It’s early in the season, but we can only tell ourselves this for so long. Eventually, even knowing that there are 150 more games to play becomes discomforting. Obviously, the team as a whole hasn’t been playing well and if you’ve seen and if you’ve seen any D-backs baseball lately, you’re likely all too familiar with this. With that said, the blame is somewhat lopsided. While the Diamondbacks have been scoring runs at a reasonable rate, the pitching has been a bit behind not up to par tough to watch downright terrible. There’s no silver lining, either. We can’t say, “yeah they have 6.15 team ERA but the peripherals tell a different story.” Instead, we have to acknowledge that the team’s FIP and SIERA indicate that they’ve been the worst staff in the game. All signs, traditional and advanced, point to an ugly picture.

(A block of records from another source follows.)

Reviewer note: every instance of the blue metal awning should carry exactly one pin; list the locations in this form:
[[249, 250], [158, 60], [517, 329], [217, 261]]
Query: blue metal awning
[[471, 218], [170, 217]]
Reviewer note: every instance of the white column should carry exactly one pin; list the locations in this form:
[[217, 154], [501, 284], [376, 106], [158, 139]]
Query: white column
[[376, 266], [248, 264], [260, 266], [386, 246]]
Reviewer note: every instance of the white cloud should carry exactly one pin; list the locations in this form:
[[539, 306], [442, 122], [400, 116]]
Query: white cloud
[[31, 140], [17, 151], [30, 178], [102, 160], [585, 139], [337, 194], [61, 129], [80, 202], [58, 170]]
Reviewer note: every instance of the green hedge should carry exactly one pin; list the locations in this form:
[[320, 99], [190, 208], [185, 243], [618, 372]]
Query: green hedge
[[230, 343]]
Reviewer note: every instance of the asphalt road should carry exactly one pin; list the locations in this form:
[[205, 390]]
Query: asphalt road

So upon my arrival back home from a way too brief vacation to Hawaii (#humblebrag), I figured I’d dive into the PITCHf/x data that’s been collected on the pitching staff thus far. Unfortunately, there’s no info from Australia as the Sydney Cricket Grounds aren’t equipped with the necessary faculties to track pitches. For the rest of the games, however, we have some numbers to work with. With that said, there isn’t a ton that we can go on given the small samples, meaning that although we may see some stuff in the data, we can’t really rely on it yet, with one exception: velocity.
As Dave Cameron pointed out last week, early season velocities are a pretty good indicator of what we can expect from a pitcher as the season progresses, but we have to make an adjustment first. Because the weather is colder in April and pitchers aren’t completely stretched out yet, they almost universally throw a little less hard in April, and by a little less hard, what I should say is that they tend lose about one mile-per-hour on their fastball during the first month of the season compared to their end-of-season average on the same pitch. So with this adjustment in mind, we should expect to see a slight drop in velocity across the board.
I immediately looked to see if there were any striking indicators in this category. As Rod pointed out on Tuesday, there are some troubling signs with JJ Putz, but take a look at what I found across the board:
*Note: primary fastball was determined by which fastball type the pitcher has thrown most frequently in 2014 so as to have the most stable current sample possible. Bo Schultz and Ryan Rowland-Smith were omitted because they did not throw a major league pitch in 2013.
As you’d expect, most of the pitchers are somewhere between 0.7 and 1.2 miles-per-hour off of their 2013 season velocity. Addison Reed has actually gained some zip on his heater, which should be a welcomed sign given that he’d lost velocity since his debut for Chicago. If we can trust in the velocity gains that are usually seen as the season progresses, Reed could be pumping them in at 94-95mph this summer, which might be helpful. Good location also helps, but I’ll save this discussion later.
The other outlier in the table above is Brandon McCarthy, and he’s not just an outlier, those results are almost freakish. Guys don’t just gain 2-3mph in the offseason, especially not guys in their 30’s with over 800 big league innings on their arms. Something has to have changed, most likely mechanical. We’ve already highlighted his new repertoire, but there’s obviously more going on than just a reluctance to throw a changeup.
So what might the added velocity mean? My initial thought was that McCarthy may not be getting the same movement on the sinker that he’s used to. As pitchers throw a pitch harder, they tend to get less movement on the ball. A cursory look, however, reveals that he’s still getting similar sink and fade on the pitch as he did in 2013. In 2012 he really had it moving, but he’s not far off that pace despite the added velocity. Interestingly, hitters have been hitting it less frequently when the pitch is in the zone thus far, but hitting it more frequently out of the zone in 2014. This is obviously counterintuitive and shouldn’t be taken as a long-standing trend but rather as something that is a result of the small sample as he’s made only two starts this year.
So there are a lot of ways to go from here, but we can rest reasonably assured that velocity isn’t the issue. Most pitchers are within the “normal” range of velocities and in the case of Reed and McCarthy, we’ve actually seen velocity increases that may even rise from here. In McCarthy’s case, there doesn’t seem to be a loss of movement given the newly found velo, and as he’s stated, his poor results have likely been a result of location. Perhaps some heat maps are in order, but for now, we can check velocity troubles off our list for the worst pitching staff in baseball.